Uma série de exemplos confirma a fala da especialista. “Em geral, sou uma das poucas ou a única nos ambientes de trabalho. É comum ouvir comentários desagradáveis e depois algo do tipo ‘desculpa, não percebi que tinha uma garota aqui’”, conta Tamara Mendes, 27, que já passou várias outras saias justas. De um chefe escutou: “É difícil encontrar mulheres com seu potencial na área técnica”. Mas a pior situação ela viveu com um colega de trabalho. “Ao falar mal da prova de um candidato a estágio, ele disse ‘até as meninas ali conseguem fazer essa prova’, referindo-se a mim e mais uma colega.”
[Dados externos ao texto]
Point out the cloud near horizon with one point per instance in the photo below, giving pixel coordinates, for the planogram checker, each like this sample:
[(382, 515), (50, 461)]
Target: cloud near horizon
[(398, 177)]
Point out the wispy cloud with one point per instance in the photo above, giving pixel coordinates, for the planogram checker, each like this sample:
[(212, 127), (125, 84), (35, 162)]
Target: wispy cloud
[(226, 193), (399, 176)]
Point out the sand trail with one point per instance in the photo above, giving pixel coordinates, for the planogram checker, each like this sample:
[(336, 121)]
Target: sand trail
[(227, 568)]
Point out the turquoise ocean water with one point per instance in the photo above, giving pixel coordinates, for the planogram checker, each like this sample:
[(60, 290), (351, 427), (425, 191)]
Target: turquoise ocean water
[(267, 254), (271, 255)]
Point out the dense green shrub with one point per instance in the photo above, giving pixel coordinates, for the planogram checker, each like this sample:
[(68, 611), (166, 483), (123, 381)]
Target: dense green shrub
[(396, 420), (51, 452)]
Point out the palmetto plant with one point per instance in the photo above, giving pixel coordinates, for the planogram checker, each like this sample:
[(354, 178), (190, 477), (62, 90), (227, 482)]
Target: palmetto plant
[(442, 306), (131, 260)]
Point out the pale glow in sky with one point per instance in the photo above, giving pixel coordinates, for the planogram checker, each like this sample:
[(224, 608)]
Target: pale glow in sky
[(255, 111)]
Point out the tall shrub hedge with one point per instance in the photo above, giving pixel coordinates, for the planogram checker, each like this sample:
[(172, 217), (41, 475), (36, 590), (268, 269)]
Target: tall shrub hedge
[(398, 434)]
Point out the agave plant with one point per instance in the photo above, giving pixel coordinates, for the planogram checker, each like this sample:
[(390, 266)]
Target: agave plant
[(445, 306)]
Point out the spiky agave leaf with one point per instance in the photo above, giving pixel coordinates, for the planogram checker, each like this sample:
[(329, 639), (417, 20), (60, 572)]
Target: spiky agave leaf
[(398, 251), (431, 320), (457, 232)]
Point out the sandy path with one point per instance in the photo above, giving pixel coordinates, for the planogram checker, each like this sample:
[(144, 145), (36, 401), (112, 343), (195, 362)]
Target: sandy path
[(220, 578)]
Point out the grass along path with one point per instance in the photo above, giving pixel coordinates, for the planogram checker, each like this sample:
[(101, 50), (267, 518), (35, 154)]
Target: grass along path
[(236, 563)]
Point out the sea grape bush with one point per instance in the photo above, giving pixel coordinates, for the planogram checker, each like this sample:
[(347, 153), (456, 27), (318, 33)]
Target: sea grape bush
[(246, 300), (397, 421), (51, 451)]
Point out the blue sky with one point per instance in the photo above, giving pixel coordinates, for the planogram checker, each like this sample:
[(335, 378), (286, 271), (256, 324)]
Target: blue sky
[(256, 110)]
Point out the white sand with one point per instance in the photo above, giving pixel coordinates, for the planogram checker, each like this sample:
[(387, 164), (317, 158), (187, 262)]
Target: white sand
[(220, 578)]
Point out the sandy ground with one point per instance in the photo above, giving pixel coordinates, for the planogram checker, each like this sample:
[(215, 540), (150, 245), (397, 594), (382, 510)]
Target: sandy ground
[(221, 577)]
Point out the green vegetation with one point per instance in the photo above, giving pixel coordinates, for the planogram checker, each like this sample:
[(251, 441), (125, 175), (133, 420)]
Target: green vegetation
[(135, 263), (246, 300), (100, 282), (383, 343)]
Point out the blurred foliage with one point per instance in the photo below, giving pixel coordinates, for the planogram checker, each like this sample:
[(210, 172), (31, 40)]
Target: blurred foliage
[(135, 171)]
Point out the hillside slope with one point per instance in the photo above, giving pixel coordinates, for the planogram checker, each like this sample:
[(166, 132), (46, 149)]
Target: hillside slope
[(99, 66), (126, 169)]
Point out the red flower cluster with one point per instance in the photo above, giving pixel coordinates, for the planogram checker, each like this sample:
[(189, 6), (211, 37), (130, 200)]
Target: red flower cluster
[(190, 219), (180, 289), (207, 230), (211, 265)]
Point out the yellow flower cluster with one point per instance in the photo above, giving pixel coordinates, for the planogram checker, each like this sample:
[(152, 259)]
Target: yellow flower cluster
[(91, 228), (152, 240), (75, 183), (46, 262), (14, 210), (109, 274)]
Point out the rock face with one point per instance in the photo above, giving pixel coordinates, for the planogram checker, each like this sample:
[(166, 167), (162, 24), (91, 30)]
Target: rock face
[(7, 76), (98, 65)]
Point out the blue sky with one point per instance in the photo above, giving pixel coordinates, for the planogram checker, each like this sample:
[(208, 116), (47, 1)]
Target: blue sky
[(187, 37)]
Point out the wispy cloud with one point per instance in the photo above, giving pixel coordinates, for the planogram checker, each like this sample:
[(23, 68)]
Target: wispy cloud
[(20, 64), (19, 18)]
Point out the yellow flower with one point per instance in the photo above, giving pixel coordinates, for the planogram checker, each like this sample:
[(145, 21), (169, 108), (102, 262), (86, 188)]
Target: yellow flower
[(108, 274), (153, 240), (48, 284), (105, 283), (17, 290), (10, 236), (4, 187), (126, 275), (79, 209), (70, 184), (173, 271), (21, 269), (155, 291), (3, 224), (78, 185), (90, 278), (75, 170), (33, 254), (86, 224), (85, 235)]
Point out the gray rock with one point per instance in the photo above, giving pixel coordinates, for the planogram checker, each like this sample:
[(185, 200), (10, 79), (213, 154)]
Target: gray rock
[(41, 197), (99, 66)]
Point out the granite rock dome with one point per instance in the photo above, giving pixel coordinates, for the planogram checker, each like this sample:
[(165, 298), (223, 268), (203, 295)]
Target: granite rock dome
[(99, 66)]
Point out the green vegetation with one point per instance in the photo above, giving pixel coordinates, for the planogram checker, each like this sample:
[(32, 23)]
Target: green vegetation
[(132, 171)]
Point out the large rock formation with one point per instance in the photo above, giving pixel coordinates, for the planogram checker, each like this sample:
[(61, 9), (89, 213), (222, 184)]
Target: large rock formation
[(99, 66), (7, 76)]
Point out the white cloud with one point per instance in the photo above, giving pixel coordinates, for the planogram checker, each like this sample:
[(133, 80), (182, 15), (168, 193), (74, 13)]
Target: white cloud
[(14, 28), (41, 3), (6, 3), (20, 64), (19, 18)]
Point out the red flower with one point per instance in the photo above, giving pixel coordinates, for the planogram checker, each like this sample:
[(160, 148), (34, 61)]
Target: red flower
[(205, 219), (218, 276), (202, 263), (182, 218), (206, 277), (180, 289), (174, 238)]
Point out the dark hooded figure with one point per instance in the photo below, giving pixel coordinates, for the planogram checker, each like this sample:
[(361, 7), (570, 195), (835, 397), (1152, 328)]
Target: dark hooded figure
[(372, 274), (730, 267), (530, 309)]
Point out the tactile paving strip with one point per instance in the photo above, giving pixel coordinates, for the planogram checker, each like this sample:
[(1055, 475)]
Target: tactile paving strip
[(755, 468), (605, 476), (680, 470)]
Segundo a pesquisadora Simone, há outras formas de exclusão mais sutis. Por exemplo, a expectativa de longas horas de trabalho que se chocam com outros compromissos familiares e da falta de promoções. “Homens costumam subir mais rápido na minha empresa. Ser mulher é sinônimo de trabalhar o dobro. ‘Brodagem’ é a palavra de ordem para crescer”, diz A. V., 24, que não quer se identificar. “Eu já cheguei a ouvir que deveria ser mais legal, mais doce, se quisesse ser promovida, pois os colegas não gostavam do meu jeito. Se eu fosse homem, seria considerada exigente, alguém em busca da melhor performance. Mas, como sou mulher, sou grossa, direta demais. É difícil precisar se impor constantemente, mostrar que é capaz, mas, ao mesmo tempo, precisar ser doce e fofa”, desabafa Paula M. “Já ouvi que não dava pra me imaginarem como gerente porque os caras ‘não iriam se submeter a uma mulher’ e fui direcionada a tarefas em que era preciso colaboração”, relata Tatiane Fernandes, 36 anos.
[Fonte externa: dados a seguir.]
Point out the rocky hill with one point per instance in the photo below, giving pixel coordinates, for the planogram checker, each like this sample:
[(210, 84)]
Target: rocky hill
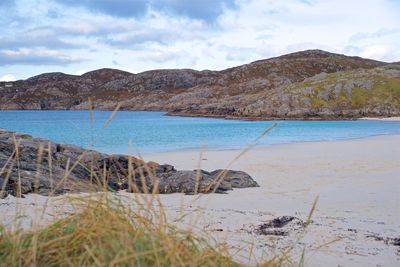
[(308, 84)]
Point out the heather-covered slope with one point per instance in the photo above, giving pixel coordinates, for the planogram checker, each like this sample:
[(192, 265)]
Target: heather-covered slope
[(306, 84)]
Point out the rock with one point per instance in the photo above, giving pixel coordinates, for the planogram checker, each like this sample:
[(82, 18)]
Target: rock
[(237, 179), (280, 226), (307, 84), (74, 169)]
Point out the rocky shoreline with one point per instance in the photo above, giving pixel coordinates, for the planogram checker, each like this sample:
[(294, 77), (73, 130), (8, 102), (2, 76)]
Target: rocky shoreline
[(309, 85), (35, 165)]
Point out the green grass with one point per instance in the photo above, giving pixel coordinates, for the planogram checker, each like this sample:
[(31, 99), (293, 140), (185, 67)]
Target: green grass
[(384, 89), (107, 234)]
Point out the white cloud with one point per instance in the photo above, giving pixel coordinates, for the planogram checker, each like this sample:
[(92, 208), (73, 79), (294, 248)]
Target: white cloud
[(253, 30)]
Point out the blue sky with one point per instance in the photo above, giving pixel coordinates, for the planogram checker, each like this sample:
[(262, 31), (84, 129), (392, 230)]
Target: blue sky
[(76, 36)]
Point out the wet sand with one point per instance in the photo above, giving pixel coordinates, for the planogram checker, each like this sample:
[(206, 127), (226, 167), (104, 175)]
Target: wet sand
[(355, 223)]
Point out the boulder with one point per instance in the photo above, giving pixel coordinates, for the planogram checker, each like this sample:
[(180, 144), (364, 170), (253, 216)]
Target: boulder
[(47, 168)]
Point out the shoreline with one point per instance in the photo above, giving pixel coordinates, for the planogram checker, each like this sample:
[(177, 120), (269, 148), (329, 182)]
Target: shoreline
[(356, 216), (230, 117), (260, 146)]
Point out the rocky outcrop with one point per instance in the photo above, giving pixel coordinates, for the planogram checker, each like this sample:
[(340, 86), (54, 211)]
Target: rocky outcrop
[(303, 85), (30, 165)]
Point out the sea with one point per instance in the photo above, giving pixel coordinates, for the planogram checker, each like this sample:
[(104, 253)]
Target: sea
[(152, 132)]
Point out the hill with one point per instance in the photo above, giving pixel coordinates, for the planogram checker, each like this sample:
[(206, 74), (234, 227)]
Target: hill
[(307, 84)]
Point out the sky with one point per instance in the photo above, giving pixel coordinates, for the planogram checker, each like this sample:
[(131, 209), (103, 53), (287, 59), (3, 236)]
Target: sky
[(77, 36)]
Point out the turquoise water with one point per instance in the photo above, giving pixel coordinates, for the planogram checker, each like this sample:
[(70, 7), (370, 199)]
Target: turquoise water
[(152, 132)]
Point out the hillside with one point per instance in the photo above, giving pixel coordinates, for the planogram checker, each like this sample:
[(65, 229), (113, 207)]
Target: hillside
[(307, 84)]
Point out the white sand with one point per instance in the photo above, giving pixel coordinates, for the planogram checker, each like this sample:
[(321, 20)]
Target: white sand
[(357, 181), (382, 118)]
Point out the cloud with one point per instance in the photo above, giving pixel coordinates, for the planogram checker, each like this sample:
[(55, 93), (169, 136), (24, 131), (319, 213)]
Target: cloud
[(165, 56), (7, 78), (35, 57), (30, 41), (115, 8), (132, 40), (7, 3), (206, 10)]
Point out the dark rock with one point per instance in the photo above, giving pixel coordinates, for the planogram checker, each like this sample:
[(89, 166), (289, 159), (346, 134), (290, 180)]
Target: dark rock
[(310, 84), (74, 169), (280, 226), (237, 179)]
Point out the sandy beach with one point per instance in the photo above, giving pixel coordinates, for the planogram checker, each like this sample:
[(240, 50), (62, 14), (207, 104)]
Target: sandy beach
[(355, 223)]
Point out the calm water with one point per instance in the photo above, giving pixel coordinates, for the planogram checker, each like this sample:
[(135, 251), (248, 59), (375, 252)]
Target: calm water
[(153, 132)]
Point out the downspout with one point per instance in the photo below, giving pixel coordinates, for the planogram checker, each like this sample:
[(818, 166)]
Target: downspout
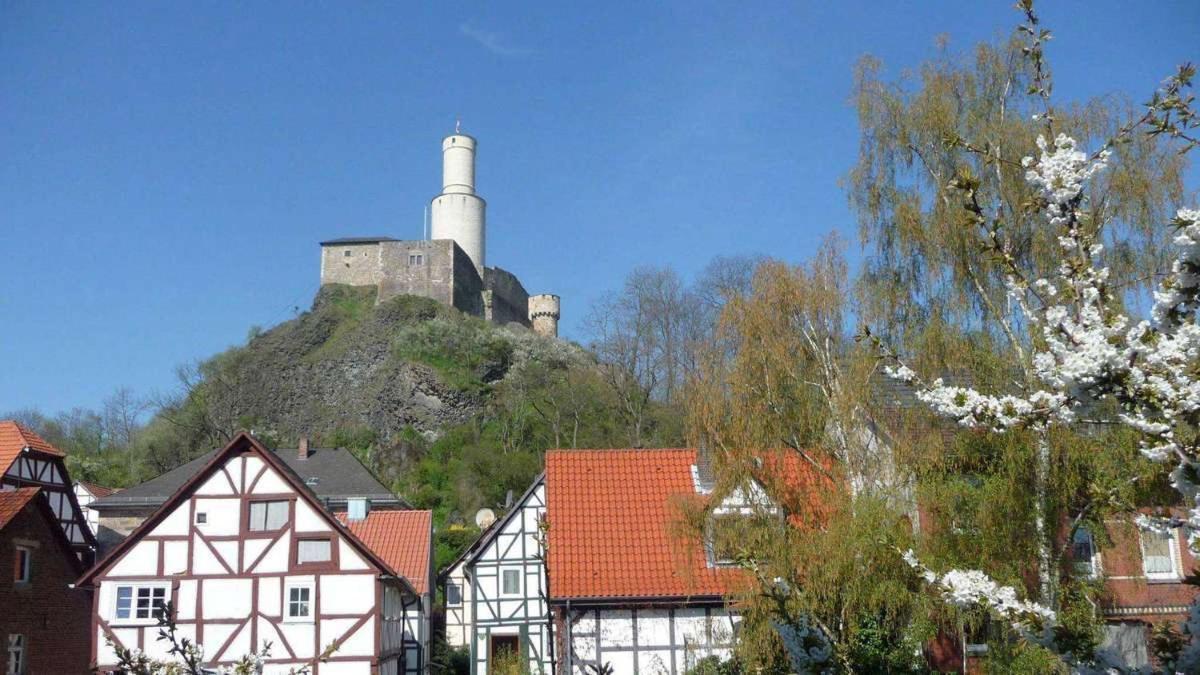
[(567, 639)]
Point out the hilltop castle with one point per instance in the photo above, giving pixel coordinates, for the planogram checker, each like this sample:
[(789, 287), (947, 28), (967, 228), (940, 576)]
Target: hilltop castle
[(450, 266)]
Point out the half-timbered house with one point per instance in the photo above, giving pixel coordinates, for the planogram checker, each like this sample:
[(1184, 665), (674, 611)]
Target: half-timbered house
[(245, 554), (334, 475), (630, 590), (496, 591), (27, 460), (43, 620), (595, 543)]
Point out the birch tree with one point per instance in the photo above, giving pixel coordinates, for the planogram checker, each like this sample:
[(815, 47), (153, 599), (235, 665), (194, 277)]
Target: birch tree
[(1069, 327)]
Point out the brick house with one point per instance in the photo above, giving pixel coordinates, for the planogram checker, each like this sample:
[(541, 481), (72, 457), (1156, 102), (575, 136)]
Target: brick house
[(1143, 572), (43, 622), (27, 460)]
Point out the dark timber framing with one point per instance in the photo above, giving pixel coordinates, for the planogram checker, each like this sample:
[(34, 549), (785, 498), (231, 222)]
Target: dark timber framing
[(245, 568)]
“Um ex-chefe me interrompeu pra explicar algo que eu havia acabado de explicar para ele. Em geral as pessoas não levam meus posicionamentos a sério porque acham que eu não sei do que estou falando”

Ju G., 28 anos

Mulheres negras sofrem duplamente. Além de masculino, o setor de tecnologia é quase exclusivamente branco. “Quando chego em eventos ou reuniões, alguém sempre pergunta se sou mesmo da área e se pretendo trabalhar com ‘esse cabelo’”, conta Sara. A maior dificuldade das afrodescentes ainda é o ingresso e a permanência na universidade, o que políticas públicas podem minimizar. “Quando estava para escolher o curso no Instituto Federal de Educação, Ciência e Tecnologia do Rio Grande do Norte, pesquisei sobre informática e lá descobri o que era programação. Comecei a cursar o médio-técnico e aí me apaixonei mesmo”, continua Sara, que se interessa por ciência, mecânica e eletricidade desde a infância, por influência do pai, que é pedreiro.

Outro fator determinante para a ausência das negras é a falta de referências. Nos Estados Unidos, apenas 2% da força de trabalho no setor de ciências e engenharia é formada por negras. No Brasil, esse dado nem existe. Alguns números ajudam a dimensionar o problema: entre os quase 100 mil bolsistas da área de exatas do Conselho Nacional de Desenvolvimento Científico e Tecnológico (CNPq) só 5,5% é composto por negras. Outro levantamento, realizado pelo Grupo de Gênero da Escola Politécnica da Universidade de São Paulo (Poligen/USP), indica que, em 120 anos, a instituição não formou nem dez negras. Já na lista de cientistas pioneiras no Brasil, criada pelo CNPq, nenhuma das citadas é negra. Ao circular por eventos e constatar que era uma das únicas, Silvana Bahia decidiu criar o PretaLab, iniciativa do Olabi que visa ampliar a representatividade de mulheres negras e indígenas na tecnologia. "Nunca achei que isso fosse para mim, mas aprender a programar me fez sentir capaz. Outras meninas precisam ser apoiadas", conta ela.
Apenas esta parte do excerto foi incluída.